COEの組織単位としては、研究分野、研究活動の実態等により、大学及び大学院内の講座・研究部門、教室、専攻、学科、研究科、研究機関としての研究所、研究センター、施設、関連研究組織のネットワークなど様々なものが考えられるが、研究組織の性質に応じ、おおむね、次のようなタイプに分類される。

1) 組織構造が明確で比較的大規模な研究組織型
2) 複数の研究組織が緩やかに結合した集合体型
3) 優れた研究者を中心に研究者の集合したグループ型
4) 施設・設備の共同利用を中心とする共同利用型

我が国では、現在、既にCOEと呼び得るような優れた研究環境を備え、卓越した研究実績を上げている大学及び大学院内の研究組織、大学共同利用機関等が存在する。今後は、これらの組織も含め、様々な分野においてCOEを積極的に整備していく必要がある。


(ウ) COE形成のための施策

COEの形成に当たっては、まず研究機関、研究者あるいは研究者グループ自らがCOEを目指して努力することが基本であり、このような努力を行っている研究機関等を積極的に支援し、COEの形成を図っていくことが必要である。
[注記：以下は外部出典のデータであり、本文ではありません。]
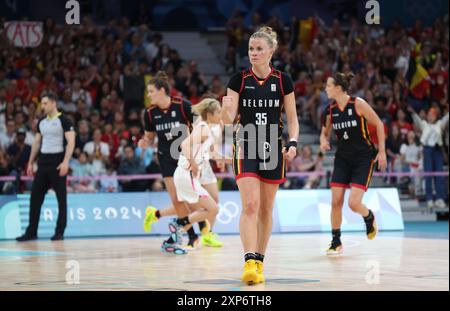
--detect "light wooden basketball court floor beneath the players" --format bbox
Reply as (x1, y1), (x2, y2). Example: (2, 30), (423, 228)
(0, 233), (449, 291)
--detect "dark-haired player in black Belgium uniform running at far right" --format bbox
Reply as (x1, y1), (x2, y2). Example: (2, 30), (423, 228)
(320, 73), (386, 255)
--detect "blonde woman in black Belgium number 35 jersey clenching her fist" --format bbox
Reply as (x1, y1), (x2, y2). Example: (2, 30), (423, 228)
(222, 27), (299, 285)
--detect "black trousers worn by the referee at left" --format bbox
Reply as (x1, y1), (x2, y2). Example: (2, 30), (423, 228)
(26, 154), (67, 235)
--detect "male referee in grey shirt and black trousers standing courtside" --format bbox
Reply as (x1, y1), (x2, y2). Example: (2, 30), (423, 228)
(16, 93), (75, 242)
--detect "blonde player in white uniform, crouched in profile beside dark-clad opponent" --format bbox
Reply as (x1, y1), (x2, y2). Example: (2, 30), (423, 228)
(169, 99), (230, 246)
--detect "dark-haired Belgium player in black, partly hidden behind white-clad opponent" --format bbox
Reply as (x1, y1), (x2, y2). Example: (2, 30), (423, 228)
(139, 71), (195, 254)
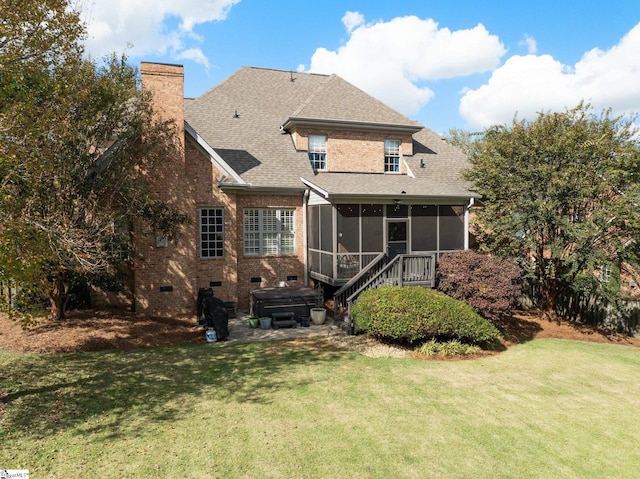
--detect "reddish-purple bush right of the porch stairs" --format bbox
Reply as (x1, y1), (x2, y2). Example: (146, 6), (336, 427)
(437, 250), (522, 321)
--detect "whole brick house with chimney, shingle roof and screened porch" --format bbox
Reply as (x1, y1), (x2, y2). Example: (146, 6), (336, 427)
(134, 62), (478, 314)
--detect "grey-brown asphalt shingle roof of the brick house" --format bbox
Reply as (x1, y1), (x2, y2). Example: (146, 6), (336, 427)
(185, 67), (475, 197)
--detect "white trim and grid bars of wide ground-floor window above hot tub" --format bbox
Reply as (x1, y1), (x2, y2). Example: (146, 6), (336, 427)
(243, 208), (297, 257)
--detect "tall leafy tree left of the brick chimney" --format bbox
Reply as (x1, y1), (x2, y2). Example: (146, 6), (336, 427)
(0, 0), (185, 318)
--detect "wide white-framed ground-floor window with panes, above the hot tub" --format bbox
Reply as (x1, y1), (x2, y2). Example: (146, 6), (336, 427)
(243, 208), (296, 256)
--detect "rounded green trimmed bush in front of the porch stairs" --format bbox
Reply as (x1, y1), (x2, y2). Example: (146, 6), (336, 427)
(351, 286), (500, 344)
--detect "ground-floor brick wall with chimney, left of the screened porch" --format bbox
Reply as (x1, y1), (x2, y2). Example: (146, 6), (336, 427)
(134, 63), (316, 316)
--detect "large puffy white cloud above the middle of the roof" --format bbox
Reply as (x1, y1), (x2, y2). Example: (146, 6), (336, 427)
(309, 12), (506, 115)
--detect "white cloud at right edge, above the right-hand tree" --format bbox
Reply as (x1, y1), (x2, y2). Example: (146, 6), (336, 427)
(460, 23), (640, 128)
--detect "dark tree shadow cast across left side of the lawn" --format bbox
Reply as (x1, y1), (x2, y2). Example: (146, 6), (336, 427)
(0, 340), (350, 438)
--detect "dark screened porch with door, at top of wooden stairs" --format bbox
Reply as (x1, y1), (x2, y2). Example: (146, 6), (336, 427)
(307, 204), (467, 286)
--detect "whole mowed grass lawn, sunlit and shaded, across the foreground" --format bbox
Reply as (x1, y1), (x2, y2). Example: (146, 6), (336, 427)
(0, 340), (640, 478)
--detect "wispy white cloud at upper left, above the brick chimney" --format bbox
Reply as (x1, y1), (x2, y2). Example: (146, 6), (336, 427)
(77, 0), (240, 66)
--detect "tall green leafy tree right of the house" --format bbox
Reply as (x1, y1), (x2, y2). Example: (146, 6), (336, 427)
(451, 104), (640, 313)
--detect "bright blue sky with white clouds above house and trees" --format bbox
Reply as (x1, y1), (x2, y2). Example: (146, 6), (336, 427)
(77, 0), (640, 133)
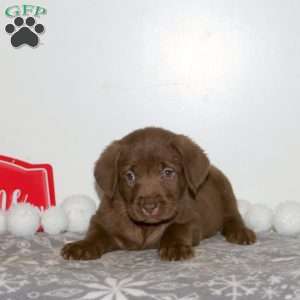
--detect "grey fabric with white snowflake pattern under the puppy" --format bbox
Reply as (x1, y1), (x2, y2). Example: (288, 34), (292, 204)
(0, 233), (300, 300)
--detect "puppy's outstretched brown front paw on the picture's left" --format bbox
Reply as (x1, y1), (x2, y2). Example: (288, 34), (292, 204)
(61, 240), (104, 260)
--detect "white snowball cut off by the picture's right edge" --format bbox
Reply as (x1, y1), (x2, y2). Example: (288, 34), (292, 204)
(273, 202), (300, 235)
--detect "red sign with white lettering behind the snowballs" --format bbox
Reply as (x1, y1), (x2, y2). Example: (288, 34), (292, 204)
(0, 155), (55, 210)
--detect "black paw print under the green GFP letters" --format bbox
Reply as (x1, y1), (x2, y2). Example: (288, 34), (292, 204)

COEの一層の発展・充実を図るためには、これまでの施策に加えて、次のようなプログラムを用意する必要がある。

1) 中核的研究拠点形成プログラム

国際的に高水準の研究活動を行い、特定の研究分野における中核的な研究拠点として発展する可能性を有する、優れた研究者を中心とした研究組織について、COEとして育成する施策

2) 研究環境高度化支援プログラム

国際的にも最先端の研究を遂行し得る卓越した研究施設・設備を重点的に措置することにより、広く国内外の研究者を引き付けることのできる魅力的な研究環境を整備し、当該分野における卓越した研究拠点の形成に資する施策

3) 中核的研究機関支援プログラム

特定の研究分野において既にCOEとしての特色を有している研究機関や、当該研究機関の性格上COEとなることが要請されている研究機関(大学共同利用機関、全国共同利用の大学附置研究所・研究施設等)について、研究の一層の高度化を図る施策


(3) COE形成関連予算

文部省では、学術審議会の答申・建議に基づき、平成7年度から予算化し、9年度においては、上記の三つのプログラムの実施によるCOEの形成に必要な経費として、研究費、施設・設備費、特別研究員・外国人特別研究員経費、国際シンポジウム経費など、134億5,400万円(対前年度20億8,600万円増)を計上し、COEを目指して努力を重ねている研究機関、研究組織等を積極的に支援している。